For many years I was involved in an organization called Reevaluation Counseling (RC). As a teacher of this work, I taught co-counseling to many, many people.  This is a simple yet profound process where two people sitting together learn how to really listen to each other, talk about whatever is up for them, to work on healing past and present hurts, to celebrate their successes, and to take intentional steps towards change in their lives.  

For a mutually agreed period of time, one person is in the "counselor" role and the other is in the "client" role. For the second half of the session the roles are reversed.  Co-counseling is not simply a conversation as the person in the counselor role offers complete undivided attention and an attitude of non-judgmental support to the client, so that the client can work through their own issues in an atmosphere of complete safety. A strict agreement of confidentiality is agreed upon by all participants.


Principles

Co-counseling is founded on the principle that we each have within us our own answers.  There is no advice-giving where the message is often that we can’t figure things out for ourselves and we need others to give us the answers.  That we each have it within us to find our way is extremely empowering and respectful.  It allows people to reach deeply and find their own inner truth. 

An important aspect of the theory is the belief that we human beings are born with an innate ability to heal ourselves from the effects of past emotional hurts. This natural healing process is the expression of our emotions--to laugh, cry, express anger, etc.  Because it is often not acceptable to express our deepest feelings, we learn to suppress or overlook them.  It is one thing to talk about how we feel, but it is another to actually feel those feelings.  To have a safe place to discharge as we do in a co-counseling group, is what makes this work both profound and deeply healing.


Gaining Tools

This powerful work was the impetus for me to decide to become a psychotherapist.  Then after years of graduate school and training in the many different types of counseling modalities available, I came to believe that co-counseling was still some of the most profound work I have experienced, both in terms of its theory and its practice.

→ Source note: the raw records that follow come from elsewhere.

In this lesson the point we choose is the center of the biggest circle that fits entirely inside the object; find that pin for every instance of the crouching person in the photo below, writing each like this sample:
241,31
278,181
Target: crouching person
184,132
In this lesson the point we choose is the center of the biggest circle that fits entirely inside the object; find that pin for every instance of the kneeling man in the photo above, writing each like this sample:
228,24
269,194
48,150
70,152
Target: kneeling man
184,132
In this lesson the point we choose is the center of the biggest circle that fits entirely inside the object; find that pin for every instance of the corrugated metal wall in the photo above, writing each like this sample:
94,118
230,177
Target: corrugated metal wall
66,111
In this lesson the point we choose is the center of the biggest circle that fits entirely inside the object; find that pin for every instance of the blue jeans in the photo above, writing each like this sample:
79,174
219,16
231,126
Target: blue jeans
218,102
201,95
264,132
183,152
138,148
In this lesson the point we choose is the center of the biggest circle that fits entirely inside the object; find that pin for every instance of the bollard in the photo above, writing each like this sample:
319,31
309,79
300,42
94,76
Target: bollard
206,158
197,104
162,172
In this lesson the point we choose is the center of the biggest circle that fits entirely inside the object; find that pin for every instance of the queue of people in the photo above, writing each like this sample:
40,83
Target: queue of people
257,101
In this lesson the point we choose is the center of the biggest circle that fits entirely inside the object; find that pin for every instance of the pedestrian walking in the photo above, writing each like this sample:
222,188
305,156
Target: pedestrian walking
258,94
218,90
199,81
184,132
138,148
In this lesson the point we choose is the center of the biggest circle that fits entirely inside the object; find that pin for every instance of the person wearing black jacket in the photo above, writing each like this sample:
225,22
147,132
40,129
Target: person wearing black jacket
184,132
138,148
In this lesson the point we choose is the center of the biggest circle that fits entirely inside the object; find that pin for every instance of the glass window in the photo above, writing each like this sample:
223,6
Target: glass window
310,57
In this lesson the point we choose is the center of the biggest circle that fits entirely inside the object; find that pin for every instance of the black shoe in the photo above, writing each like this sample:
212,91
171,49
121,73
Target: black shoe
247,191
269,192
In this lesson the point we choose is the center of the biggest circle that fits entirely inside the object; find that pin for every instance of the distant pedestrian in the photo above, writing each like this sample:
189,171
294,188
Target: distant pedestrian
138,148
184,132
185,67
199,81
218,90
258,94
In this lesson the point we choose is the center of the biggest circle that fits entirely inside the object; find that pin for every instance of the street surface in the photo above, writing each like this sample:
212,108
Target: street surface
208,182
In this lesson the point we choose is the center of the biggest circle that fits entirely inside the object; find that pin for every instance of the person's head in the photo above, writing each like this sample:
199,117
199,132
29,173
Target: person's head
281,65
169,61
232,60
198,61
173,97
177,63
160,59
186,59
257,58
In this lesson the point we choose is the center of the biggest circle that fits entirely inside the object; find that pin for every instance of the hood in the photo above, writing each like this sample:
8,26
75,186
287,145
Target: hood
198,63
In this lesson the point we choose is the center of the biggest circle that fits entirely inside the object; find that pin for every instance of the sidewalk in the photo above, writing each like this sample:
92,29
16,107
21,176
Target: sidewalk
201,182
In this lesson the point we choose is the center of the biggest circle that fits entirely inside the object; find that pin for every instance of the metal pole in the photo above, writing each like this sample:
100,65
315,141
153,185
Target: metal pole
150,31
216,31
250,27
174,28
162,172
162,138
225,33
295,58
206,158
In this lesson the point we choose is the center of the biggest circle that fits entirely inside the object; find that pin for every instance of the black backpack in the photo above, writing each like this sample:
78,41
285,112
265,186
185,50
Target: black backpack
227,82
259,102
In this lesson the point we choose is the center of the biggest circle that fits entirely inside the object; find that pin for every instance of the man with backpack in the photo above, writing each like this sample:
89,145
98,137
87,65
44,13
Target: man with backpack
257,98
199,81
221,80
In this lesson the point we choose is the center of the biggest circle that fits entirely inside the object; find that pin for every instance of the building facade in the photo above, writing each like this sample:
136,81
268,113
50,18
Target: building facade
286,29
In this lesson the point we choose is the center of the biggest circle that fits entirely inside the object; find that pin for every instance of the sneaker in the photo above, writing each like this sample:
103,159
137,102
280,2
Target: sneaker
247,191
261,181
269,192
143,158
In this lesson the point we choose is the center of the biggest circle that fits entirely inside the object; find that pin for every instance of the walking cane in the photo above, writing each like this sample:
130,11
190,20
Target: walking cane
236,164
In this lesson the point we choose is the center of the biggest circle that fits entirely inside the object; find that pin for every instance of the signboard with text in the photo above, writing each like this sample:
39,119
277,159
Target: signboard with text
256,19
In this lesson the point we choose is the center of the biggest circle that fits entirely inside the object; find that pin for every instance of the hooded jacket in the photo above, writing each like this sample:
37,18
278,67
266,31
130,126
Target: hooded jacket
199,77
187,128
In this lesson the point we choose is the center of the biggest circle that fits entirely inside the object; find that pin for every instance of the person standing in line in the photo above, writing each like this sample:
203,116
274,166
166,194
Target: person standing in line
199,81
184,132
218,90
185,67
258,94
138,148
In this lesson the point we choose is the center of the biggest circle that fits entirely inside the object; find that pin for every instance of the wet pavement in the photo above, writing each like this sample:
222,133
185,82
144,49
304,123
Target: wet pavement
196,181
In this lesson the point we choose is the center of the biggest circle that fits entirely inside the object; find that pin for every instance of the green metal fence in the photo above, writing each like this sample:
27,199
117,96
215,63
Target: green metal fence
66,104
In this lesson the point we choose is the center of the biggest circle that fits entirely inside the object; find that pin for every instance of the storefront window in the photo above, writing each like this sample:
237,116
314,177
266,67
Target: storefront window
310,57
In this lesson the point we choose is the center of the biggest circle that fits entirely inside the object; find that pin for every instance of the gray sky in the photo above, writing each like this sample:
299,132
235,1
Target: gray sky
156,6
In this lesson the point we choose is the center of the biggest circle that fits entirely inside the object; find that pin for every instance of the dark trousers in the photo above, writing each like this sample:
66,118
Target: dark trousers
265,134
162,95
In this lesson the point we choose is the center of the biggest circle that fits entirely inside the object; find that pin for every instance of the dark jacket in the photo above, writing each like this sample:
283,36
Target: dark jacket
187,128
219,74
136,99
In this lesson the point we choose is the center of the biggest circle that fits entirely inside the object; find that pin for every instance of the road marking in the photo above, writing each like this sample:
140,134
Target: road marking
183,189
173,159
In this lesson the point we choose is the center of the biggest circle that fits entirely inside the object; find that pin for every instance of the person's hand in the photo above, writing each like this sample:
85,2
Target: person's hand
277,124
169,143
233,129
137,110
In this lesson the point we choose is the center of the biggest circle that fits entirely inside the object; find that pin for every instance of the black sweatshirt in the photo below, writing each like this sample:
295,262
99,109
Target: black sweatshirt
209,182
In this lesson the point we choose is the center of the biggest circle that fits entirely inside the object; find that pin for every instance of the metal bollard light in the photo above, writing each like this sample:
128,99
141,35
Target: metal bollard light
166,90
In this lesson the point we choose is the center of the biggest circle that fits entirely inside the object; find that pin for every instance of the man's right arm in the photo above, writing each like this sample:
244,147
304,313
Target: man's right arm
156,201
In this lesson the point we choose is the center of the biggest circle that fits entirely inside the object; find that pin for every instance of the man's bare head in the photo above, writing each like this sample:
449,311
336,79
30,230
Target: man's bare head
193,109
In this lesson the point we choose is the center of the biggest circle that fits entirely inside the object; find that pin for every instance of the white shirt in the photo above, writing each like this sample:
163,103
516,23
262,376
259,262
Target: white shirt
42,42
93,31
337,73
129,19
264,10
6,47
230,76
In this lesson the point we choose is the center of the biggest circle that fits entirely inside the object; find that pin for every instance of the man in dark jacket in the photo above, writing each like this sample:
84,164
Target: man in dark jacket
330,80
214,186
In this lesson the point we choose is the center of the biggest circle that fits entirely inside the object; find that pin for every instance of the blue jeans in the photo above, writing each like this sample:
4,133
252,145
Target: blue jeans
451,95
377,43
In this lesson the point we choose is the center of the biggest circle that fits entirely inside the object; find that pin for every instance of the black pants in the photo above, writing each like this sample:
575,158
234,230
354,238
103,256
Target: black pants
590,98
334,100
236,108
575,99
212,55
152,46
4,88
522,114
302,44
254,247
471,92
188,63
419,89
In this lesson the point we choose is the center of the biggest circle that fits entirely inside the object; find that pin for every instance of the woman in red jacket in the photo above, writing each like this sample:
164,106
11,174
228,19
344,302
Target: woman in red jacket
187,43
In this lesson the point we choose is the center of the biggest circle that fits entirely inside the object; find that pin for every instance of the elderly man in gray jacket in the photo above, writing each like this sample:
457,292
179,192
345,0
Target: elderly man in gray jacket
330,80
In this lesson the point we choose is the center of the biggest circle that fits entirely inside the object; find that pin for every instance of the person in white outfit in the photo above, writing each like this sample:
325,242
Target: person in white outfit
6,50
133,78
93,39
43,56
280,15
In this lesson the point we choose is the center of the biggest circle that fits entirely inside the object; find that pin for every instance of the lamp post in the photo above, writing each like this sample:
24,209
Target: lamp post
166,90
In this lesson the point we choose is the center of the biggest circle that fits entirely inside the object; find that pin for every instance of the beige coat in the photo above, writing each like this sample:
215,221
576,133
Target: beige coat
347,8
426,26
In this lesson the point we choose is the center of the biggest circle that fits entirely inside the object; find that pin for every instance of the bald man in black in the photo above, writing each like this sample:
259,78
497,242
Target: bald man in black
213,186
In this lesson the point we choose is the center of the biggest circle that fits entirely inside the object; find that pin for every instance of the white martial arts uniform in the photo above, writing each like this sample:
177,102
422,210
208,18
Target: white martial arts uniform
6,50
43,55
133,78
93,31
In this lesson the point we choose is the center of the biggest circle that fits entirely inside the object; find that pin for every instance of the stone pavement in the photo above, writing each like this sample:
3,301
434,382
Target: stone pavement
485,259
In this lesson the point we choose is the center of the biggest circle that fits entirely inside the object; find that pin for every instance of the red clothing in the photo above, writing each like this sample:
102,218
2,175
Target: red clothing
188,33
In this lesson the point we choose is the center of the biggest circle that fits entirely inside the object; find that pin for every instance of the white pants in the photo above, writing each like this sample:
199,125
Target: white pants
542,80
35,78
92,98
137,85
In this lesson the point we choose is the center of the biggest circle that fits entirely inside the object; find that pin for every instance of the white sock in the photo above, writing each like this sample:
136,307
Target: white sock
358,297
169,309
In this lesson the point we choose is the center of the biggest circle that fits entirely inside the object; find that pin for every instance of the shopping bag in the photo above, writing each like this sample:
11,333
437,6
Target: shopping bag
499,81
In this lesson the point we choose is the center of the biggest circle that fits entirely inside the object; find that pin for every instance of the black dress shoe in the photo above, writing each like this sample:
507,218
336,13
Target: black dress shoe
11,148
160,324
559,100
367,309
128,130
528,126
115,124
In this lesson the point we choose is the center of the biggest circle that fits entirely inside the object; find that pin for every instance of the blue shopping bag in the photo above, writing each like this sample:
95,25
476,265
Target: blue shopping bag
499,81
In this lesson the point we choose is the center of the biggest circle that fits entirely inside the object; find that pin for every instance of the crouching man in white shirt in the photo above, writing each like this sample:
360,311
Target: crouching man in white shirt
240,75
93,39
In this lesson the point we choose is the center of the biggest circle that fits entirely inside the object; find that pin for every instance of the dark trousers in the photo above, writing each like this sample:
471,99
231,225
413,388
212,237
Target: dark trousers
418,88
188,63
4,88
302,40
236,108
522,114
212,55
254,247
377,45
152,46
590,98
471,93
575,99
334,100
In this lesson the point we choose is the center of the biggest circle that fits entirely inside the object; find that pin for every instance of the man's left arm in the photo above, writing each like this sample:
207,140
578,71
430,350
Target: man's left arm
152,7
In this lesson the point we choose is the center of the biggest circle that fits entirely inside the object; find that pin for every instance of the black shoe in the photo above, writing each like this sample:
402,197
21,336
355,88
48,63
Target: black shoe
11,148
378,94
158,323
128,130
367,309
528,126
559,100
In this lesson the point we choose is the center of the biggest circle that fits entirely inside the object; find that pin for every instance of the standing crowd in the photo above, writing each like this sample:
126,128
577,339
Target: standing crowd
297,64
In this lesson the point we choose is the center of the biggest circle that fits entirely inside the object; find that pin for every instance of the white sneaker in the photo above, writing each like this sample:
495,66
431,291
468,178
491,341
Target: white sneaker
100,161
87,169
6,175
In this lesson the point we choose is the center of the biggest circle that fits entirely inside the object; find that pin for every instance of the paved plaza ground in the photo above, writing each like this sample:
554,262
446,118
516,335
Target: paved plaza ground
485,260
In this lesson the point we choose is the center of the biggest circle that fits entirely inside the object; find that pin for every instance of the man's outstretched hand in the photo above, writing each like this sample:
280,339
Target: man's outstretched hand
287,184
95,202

I am happy to offer a co-counseling class to people who are interested in learning this peer counseling process. Because of the nature of the work, it is important that people in a co-counseling group be in good enough emotional shape to be able to put their own issues aside and really be there for someone else. Interested people will be interviewed to see if a co-counseling group is appropriate for them.

Co-counseling is a wonderful tool for friends to share with each other, to deepen already close friendships.  Partners can use these tools in their relationship as they learn to separate out the feelings from what is the reality, and learn how to really listen to the other instead of endlessly quarreling back & forth with no one really listening.  When people learn how to take turns listening to each other, particularly when they know that they will have a turn be heard as well, things go much better.